Mao Ning, porta-voz do Ministério dos Negócios Estrangeiros da China, reiterou em conferência de imprensa que Pequim se opõe “consistentemente” às medidas tarifárias unilaterais e considera que as guerras comerciais “não beneficiam nenhum dos lados”. “As questões económicas e comerciais devem ser resolvidas através do diálogo e da consulta com base na igualdade, no respeito e no benefício mútuo”, declarou a porta-voz.
O Gabinete do Representante do Comércio dos EUA (USTR) propôs a imposição de tarifas adicionais de 10% sobre as importações de 14 economias e de 12,5% sobre 46 países e territórios, incluindo a China e Hong Kong, no âmbito de uma investigação ao abrigo da Secção 301 da Lei do Comércio de 1974. De acordo com a investigação, os países afectados não tomaram medidas suficientes para impedir a importação de bens produzidos com trabalho forçado em países terceiros.
A proposta encontra-se ainda numa fase preliminar e estará sujeita a um período de consulta e comentários de 45 dias antes de qualquer possível implementação.
As novas medidas surgem no meio de tensões comerciais persistentes entre Pequim e Washington, que realizaram várias rondas de negociações nos últimos meses e continuam em desacordo sobre questões como tarifas, restrições tecnológicas e cadeias de abastecimento.
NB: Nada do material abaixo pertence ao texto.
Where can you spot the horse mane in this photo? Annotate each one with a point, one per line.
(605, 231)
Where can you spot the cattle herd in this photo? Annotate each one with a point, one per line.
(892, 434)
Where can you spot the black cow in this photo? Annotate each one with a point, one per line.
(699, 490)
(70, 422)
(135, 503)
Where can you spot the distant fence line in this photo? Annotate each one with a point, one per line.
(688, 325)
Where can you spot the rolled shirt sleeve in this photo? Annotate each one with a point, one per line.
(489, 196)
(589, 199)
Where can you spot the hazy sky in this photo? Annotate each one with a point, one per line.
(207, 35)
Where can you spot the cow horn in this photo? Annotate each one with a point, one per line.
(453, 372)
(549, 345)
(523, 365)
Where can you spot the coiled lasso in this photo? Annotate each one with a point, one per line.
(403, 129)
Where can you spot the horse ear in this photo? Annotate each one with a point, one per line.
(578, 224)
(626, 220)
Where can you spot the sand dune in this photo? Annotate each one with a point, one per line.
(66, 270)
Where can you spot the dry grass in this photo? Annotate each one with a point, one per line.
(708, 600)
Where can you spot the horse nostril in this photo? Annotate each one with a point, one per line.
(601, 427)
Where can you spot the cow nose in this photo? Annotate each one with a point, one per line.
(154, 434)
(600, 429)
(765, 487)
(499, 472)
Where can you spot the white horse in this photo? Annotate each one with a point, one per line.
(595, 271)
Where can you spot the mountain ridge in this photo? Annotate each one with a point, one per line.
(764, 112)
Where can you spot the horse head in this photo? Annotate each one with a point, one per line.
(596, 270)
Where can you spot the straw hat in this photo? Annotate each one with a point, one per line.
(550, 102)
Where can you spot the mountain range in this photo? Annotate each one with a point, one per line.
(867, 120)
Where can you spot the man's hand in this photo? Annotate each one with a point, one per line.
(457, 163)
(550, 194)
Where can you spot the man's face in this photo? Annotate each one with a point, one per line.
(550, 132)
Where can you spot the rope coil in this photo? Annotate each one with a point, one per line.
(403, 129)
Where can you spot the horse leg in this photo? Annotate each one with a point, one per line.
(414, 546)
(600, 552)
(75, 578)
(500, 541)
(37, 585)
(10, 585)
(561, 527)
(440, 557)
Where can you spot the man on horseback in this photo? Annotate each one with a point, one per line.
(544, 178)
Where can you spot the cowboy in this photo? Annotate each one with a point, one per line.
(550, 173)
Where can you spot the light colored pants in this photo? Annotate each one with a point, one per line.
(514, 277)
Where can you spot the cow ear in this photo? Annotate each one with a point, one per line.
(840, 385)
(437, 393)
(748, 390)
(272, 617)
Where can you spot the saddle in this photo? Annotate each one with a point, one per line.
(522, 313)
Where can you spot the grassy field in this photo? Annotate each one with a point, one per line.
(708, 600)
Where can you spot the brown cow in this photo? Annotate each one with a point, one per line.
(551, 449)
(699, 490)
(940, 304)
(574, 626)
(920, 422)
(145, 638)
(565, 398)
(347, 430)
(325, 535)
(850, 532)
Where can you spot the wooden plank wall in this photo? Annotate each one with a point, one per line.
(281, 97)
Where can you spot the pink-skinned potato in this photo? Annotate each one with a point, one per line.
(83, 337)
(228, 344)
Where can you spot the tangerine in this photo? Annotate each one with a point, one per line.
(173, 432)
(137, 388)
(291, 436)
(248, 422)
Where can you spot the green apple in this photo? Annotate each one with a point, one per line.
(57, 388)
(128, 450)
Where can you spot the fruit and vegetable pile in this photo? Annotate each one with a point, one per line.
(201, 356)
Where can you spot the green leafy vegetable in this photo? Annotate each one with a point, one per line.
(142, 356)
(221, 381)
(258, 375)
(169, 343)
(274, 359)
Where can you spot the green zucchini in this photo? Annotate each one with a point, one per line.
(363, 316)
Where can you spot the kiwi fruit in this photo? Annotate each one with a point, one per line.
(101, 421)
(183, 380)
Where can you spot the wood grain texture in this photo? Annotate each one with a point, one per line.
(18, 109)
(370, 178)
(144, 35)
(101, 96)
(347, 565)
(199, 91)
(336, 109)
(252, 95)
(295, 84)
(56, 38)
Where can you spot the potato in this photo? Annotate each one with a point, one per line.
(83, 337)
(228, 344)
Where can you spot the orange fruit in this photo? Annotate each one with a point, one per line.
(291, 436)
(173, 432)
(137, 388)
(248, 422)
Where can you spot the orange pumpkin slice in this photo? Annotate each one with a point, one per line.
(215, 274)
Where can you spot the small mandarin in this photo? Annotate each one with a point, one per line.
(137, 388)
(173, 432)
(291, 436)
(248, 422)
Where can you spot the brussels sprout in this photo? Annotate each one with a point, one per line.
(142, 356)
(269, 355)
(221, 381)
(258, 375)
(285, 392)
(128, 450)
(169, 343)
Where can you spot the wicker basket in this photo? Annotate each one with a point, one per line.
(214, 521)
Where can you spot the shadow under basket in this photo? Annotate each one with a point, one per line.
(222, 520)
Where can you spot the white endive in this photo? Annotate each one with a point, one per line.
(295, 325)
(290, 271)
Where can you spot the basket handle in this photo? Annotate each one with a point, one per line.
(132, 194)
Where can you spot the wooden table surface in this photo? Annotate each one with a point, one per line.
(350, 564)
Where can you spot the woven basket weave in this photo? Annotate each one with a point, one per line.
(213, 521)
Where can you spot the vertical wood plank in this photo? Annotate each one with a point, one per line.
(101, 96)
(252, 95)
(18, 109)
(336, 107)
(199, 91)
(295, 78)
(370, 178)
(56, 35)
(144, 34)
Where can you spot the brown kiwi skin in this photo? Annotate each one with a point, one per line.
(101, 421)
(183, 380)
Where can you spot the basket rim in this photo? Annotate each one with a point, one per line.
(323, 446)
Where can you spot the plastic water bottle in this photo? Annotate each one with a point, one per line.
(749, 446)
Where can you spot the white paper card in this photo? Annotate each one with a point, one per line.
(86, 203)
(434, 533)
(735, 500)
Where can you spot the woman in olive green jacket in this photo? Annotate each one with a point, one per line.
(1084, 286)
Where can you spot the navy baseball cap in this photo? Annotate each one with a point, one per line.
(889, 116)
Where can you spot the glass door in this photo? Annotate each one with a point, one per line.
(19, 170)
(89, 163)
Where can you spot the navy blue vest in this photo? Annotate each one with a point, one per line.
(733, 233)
A China tem rejeitado repetidamente as acusações de trabalho forçado, especialmente as relacionadas com a região noroeste de Xinjiang, e acusou os EUA e outros países ocidentais de instrumentalizarem as questões dos direitos humanos para fins políticos e comerciais.
Já o Governo de Taiwan desvalorizou a proposta americana de impor uma tarifa adicional de 10% sobre as importações da ilha, ao mesmo tempo que manifestou confiança em garantir um “acordo favorável” no âmbito do pacto comercial assinado com Washington em Fevereiro.
A proposta americana também foi gerou críticas em Bruxelas, com a Comissão Europeia (CE) a sublinhar que “as tarifas impostas por estes motivos carecem de justificação”. Num comunicado, a Comissão explicou que a UE “partilha plenamente” as preocupações dos EUA em relação ao trabalho forçado e “mantém-se firmemente empenhada em erradicá-lo das cadeias de abastecimento globais através de medidas concretas”.
Recordou ainda que, em 2024, os legisladores da UE adoptaram o regulamento sobre o trabalho forçado, que “representa um dos instrumentos mais ambiciosos do seu género a nível mundial”. Esta legislação proíbe a comercialização na UE de todos os produtos fabricados com trabalho forçado, independentemente de terem origem na UE ou num país terceiro.
O aumento de 10% afecta as tarifas de importação da União Europeia, bem como de países como o Canadá, México, Argentina e Reino Unido.